OpenBSD manual page server

NAME

SHA1, SHA1_Init, SHA1_Update, SHA1_Final, SHA224, SHA224_Init, SHA224_Update, SHA224_Final, SHA256, SHA256_Init, SHA256_Update, SHA256_Final, SHA384, SHA384_Init, SHA384_Update, SHA384_Final, SHA512, SHA512_Init, SHA512_Update, SHA512_Final — Secure Hash Algorithm

SYNOPSIS

#include <openssl/sha.h>

unsigned char *
SHA1(const unsigned char *d, size_t n, unsigned char *md);

int
SHA1_Init(SHA_CTX *c);

int
SHA1_Update(SHA_CTX *c, const void *data, size_t len);

int
SHA1_Final(unsigned char *md, SHA_CTX *c);

unsigned char *
SHA224(const unsigned char *d, size_t n, unsigned char *md);

int
SHA224_Init(SHA256_CTX *c);

int
SHA224_Update(SHA256_CTX *c, const void *data, size_t len);

int
SHA224_Final(unsigned char *md, SHA256_CTX *c);

unsigned char *
SHA256(const unsigned char *d, size_t n, unsigned char *md);

int
SHA256_Init(SHA256_CTX *c);

int
SHA256_Update(SHA256_CTX *c, const void *data, size_t len);

int
SHA256_Final(unsigned char *md, SHA256_CTX *c);

unsigned char *
SHA384(const unsigned char *d, size_t n, unsigned char *md);

int
SHA384_Init(SHA512_CTX *c);

int
SHA384_Update(SHA512_CTX *c, const void *data, size_t len);

int
SHA384_Final(unsigned char *md, SHA512_CTX *c);

unsigned char *
SHA512(const unsigned char *d, size_t n, unsigned char *md);

int
SHA512_Init(SHA512_CTX *c);

int
SHA512_Update(SHA512_CTX *c, const void *data, size_t len);

int
SHA512_Final(unsigned char *md, SHA512_CTX *c);

DESCRIPTION

SHA-1 (Secure Hash Algorithm) is a cryptographic hash function with a 160-bit output.

SHA1() computes the SHA-1 message digest of the n bytes at d and places it in md, which must have space for SHA_DIGEST_LENGTH == 20 bytes of output.

The following functions may be used if the message is not completely stored in memory:

SHA1_Init() initializes a SHA_CTX structure.

SHA1_Update() can be called repeatedly with chunks of the message to be hashed (len bytes at data).

SHA1_Final() places the message digest in md, which must have space for SHA_DIGEST_LENGTH == 20 bytes of output, and erases the SHA_CTX.

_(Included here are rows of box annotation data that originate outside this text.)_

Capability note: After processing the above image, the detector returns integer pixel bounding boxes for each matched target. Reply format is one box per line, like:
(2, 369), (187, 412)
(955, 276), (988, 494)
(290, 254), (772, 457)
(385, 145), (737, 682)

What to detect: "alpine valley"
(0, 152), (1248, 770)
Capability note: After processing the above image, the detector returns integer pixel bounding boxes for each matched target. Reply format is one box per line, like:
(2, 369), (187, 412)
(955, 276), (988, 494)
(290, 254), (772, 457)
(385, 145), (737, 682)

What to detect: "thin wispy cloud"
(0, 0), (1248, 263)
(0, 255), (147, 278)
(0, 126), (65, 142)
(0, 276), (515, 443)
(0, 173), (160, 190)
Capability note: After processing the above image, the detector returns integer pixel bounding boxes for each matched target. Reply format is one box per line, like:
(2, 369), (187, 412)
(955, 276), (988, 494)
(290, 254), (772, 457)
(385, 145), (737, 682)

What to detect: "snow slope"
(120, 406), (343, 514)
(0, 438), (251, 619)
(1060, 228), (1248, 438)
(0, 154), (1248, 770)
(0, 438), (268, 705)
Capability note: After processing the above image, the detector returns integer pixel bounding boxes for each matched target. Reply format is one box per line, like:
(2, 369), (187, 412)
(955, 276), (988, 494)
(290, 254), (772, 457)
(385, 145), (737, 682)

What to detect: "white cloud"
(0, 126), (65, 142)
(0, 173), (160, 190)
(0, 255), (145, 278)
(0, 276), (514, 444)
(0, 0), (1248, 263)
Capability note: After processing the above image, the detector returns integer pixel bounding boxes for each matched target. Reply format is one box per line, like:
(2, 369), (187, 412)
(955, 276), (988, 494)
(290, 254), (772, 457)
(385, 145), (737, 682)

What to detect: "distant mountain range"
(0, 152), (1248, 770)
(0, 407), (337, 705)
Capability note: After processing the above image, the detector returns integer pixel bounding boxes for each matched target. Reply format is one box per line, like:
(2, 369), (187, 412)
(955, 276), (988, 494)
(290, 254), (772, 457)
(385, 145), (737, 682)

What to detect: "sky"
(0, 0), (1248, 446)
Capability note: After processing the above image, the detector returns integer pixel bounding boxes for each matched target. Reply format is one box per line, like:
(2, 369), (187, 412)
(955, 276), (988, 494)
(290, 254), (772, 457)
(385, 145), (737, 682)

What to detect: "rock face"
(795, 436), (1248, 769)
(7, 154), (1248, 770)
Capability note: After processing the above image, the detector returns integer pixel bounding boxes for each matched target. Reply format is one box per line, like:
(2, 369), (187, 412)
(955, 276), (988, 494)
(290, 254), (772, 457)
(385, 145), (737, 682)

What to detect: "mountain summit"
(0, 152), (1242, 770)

The SHA224, SHA256, SHA384, and SHA512 families of functions operate in the same way as the SHA1 functions. Note that SHA224 and SHA256 use a SHA256_CTX object instead of SHA_CTX, and SHA384 and SHA512 use SHA512_CTX. The buffer md must have space for the output from the SHA variant being used: SHA224_DIGEST_LENGTH, SHA256_DIGEST_LENGTH, SHA384_DIGEST_LENGTH, or SHA512_DIGEST_LENGTH bytes.

Applications should use the higher level functions EVP_DigestInit(3) etc. instead of calling the hash functions directly.

RETURN VALUES

SHA1(), SHA224(), SHA256(), SHA384(), and SHA512() return a pointer to the hash value. The other functions return 1 for success or 0 otherwise.

SEE ALSO

EVP_DigestInit(3), HMAC(3), RIPEMD160(3)

STANDARDS

Secure Hash Standard (SHS), NIST FIPS Publication, 180-4, https://doi.org/10.6028/NIST.FIPS.180-4, 2015.

HISTORY

SHA1(), SHA1_Init(), SHA1_Update(), and SHA1_Final() first appeared in SSLeay 0.5.1 and have been available since OpenBSD 2.4.

The other functions first appeared in OpenSSL 0.9.8 and have been available since OpenBSD 4.5.

CAVEATS

Other implementations allow md in SHA1(), SHA224(), SHA256(), SHA384(), and SHA512() to be NULL and return a static array, which is not thread safe.